Leonid Goldberg, Vorsitzender der jüdischen Gemeinde, zeigte sich erfreut darüber, dass die Gedenkveranstaltung nicht mehr wie früher in den dunklen Abendstunden, sondern tagsüber stattfindet und dadurch zahlreiche Jugendliche angesprochen und eingebunden werden können. „Dem wieder wachsenden Rassismus in unserem Land muss widersprochen werden. Dabei kommt es auch auf Euch an“, appelierte er an die Zivilcourage der Schüler.

Die Aufnahmen entstanden am 9.11.2012 fürs Solinger Tageblatt: „Schüler gedenken der Pogrome“

Reise nach Lodz und Riga

Ehemalige Ottilienstraße Ghetto Lodz

Unser Sommerurlaub führte uns dieses Jahr durch Polen ins Baltikum. Wir besuchten natürlich auch die Gedenkstätten in Lodz und Riga.

In Lodz haben wir den letzten Weg von Albert Tobias nachvollzogen: von seiner Unterkunft in der ehemaligen Ottilienstraße im Ghetto von Lodz, über den Bahnhof Radegast zum Schloß Kulmhof, wo man neben dem gesprengten Gebäude noch die Stelle erkennen kann, wo die Gaswagen an die Rampe fuhren, bis ins Waldlager Kulmhof, wo mehrere 10.000 Opfer aus ganz Europa verscharrt wurden.

In Riga weiß man weit weniger über das genaue Schicksal der westeuropäischen Juden, die wie Julie Tobias und Gustav Tobias mit seiner Familie im Winter 1941/42 hierhin deportiert wurden. Das kleine Ghettomuseum ist noch im Entstehen begriffen. Derzeit wird ein typisches Holzhaus, wie es damals im Ghetto stand, rekonstruiert und mit typischen Einrichtungsgegenständen versehen. Der Bereich des damaligen Ghettos ist vielfach noch im damaligen Zustand erhalten, wird aber wahrscheinlich in den kommenden Jahren mehr und mehr verschwinden und der heutigen wachsenden Stadt Riga Platz machen.

Letzte Briefe

Postkarte an Julie
Postkarte von Albert an Julie, Quelle: Staatsarchiv Lodz, APL PSZ 2318 (L-20932 II) Bl. 1444

Aus dem Staatsarchiv Lodz haben wir jetzt Scans der Postkarten von Albert Tobias und seines letzten Briefs an die Lagerleitung vor dem Transport ins Vernichtungslager Kulmhof bekommen.

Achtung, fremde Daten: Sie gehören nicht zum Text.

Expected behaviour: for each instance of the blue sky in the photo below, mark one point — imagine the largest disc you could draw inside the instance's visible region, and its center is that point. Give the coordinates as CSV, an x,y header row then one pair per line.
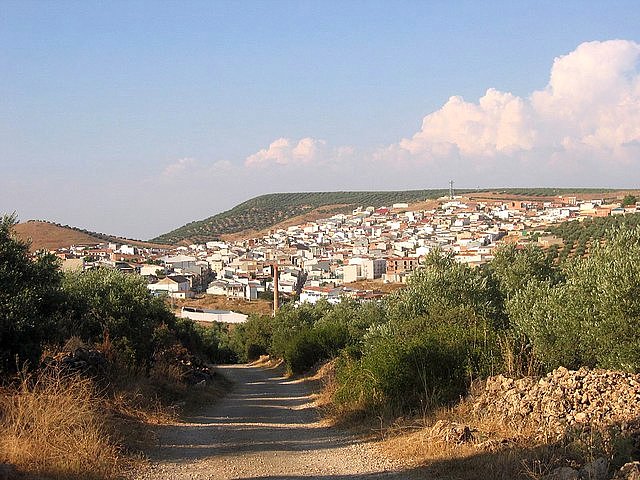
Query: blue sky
x,y
137,117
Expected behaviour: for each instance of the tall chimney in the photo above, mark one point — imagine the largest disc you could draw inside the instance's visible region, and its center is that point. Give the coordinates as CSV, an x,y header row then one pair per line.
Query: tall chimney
x,y
275,289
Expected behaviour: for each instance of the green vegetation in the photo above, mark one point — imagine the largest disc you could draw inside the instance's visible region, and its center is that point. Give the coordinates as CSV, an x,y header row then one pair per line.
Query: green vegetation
x,y
42,308
87,358
579,236
422,346
267,210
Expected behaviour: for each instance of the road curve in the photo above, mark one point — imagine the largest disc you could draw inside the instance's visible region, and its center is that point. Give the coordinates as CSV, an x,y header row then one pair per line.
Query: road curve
x,y
266,428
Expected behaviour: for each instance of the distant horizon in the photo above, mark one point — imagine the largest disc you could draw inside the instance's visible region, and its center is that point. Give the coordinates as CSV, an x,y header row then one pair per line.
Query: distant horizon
x,y
191,220
129,117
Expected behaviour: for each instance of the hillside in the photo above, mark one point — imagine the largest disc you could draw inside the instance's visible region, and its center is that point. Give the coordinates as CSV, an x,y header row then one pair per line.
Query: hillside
x,y
265,211
50,236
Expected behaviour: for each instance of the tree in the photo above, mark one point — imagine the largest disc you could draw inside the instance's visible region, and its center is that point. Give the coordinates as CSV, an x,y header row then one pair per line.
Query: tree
x,y
105,301
30,293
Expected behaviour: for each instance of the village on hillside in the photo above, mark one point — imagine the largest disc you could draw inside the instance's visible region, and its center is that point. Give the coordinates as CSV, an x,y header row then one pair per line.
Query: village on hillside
x,y
325,258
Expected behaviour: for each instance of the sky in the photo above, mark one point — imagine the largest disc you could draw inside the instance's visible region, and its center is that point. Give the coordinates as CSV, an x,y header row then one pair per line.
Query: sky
x,y
136,117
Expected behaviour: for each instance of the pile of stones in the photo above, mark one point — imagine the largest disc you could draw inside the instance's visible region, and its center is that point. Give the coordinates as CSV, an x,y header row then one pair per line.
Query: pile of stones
x,y
86,361
564,399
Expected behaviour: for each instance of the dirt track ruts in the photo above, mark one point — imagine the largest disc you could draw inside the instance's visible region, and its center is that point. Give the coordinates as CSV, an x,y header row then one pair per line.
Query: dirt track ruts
x,y
266,428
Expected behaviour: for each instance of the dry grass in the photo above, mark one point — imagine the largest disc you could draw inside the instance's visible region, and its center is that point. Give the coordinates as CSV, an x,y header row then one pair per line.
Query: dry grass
x,y
62,426
48,236
53,425
461,443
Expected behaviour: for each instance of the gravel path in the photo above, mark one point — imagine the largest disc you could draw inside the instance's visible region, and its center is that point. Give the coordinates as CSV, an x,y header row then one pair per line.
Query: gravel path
x,y
266,428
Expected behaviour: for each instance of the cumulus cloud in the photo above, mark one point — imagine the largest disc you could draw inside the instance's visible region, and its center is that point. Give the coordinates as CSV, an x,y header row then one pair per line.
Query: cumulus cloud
x,y
284,151
591,106
179,166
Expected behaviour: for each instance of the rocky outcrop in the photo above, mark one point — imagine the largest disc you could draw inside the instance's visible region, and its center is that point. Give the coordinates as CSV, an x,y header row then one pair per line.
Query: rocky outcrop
x,y
564,399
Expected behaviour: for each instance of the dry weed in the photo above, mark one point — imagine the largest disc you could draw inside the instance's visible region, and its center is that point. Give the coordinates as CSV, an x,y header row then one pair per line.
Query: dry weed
x,y
53,425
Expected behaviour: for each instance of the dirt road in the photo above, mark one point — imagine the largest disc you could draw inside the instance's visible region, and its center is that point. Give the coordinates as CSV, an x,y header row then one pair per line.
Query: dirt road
x,y
267,428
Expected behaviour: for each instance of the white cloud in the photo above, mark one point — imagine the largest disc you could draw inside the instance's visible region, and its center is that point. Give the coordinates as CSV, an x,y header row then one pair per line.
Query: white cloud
x,y
179,166
591,106
284,151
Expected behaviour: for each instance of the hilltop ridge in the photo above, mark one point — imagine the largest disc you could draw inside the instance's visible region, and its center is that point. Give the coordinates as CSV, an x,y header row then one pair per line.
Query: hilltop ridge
x,y
265,211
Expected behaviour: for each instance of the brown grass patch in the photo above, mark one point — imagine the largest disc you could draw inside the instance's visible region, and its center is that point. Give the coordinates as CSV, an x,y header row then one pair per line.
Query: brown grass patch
x,y
63,426
218,302
456,443
54,425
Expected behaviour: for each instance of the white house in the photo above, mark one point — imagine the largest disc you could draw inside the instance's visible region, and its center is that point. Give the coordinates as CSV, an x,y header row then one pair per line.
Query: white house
x,y
175,286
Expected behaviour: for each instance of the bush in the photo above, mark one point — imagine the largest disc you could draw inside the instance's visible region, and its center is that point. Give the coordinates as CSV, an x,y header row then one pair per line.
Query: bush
x,y
420,363
30,295
592,318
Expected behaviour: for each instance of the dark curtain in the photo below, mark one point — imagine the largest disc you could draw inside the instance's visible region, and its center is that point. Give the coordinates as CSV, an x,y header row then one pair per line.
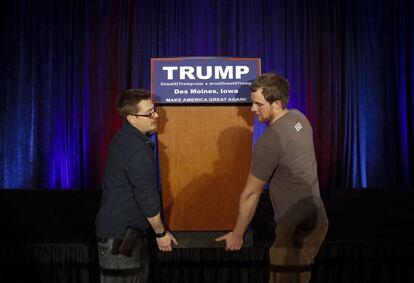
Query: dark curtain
x,y
63,63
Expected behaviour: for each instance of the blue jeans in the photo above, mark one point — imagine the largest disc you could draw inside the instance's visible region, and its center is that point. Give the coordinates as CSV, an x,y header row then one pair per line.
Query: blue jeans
x,y
120,268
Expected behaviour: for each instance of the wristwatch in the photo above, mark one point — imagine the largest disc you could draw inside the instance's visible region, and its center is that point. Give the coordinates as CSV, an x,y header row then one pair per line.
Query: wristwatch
x,y
162,234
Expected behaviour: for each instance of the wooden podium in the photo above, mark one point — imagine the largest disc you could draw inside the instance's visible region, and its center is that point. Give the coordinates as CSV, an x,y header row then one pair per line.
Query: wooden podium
x,y
204,156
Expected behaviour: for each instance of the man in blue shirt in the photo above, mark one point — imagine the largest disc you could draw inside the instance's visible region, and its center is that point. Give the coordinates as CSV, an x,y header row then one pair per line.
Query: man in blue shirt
x,y
131,202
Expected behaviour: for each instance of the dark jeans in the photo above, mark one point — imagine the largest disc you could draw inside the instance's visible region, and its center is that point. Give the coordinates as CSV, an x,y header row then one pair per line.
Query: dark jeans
x,y
120,268
293,253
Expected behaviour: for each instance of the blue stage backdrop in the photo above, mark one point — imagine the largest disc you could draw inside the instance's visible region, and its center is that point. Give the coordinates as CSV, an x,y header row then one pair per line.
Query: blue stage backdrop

Am 6. Dezember 1941 schrieb er an seine Schwester Julie und wahrscheinlich an seinen Sohn Siegfried nach Mülheim. Die Postkarte wurde, wie so viele andere, wegen Überlastung des Postamtes nicht befördert. Seine Schwester hätte die Karte wahrscheinlich auch nicht mehr erreicht, denn sie wurde am 10./11. Dezember selber nach Riga deportiert. Siegfried war zu der Zeit als Rekrut in Aalborg/Dänemark stationiert, obwohl er als Halbjude gar nicht mehr hätte eingezogen werden dürfen.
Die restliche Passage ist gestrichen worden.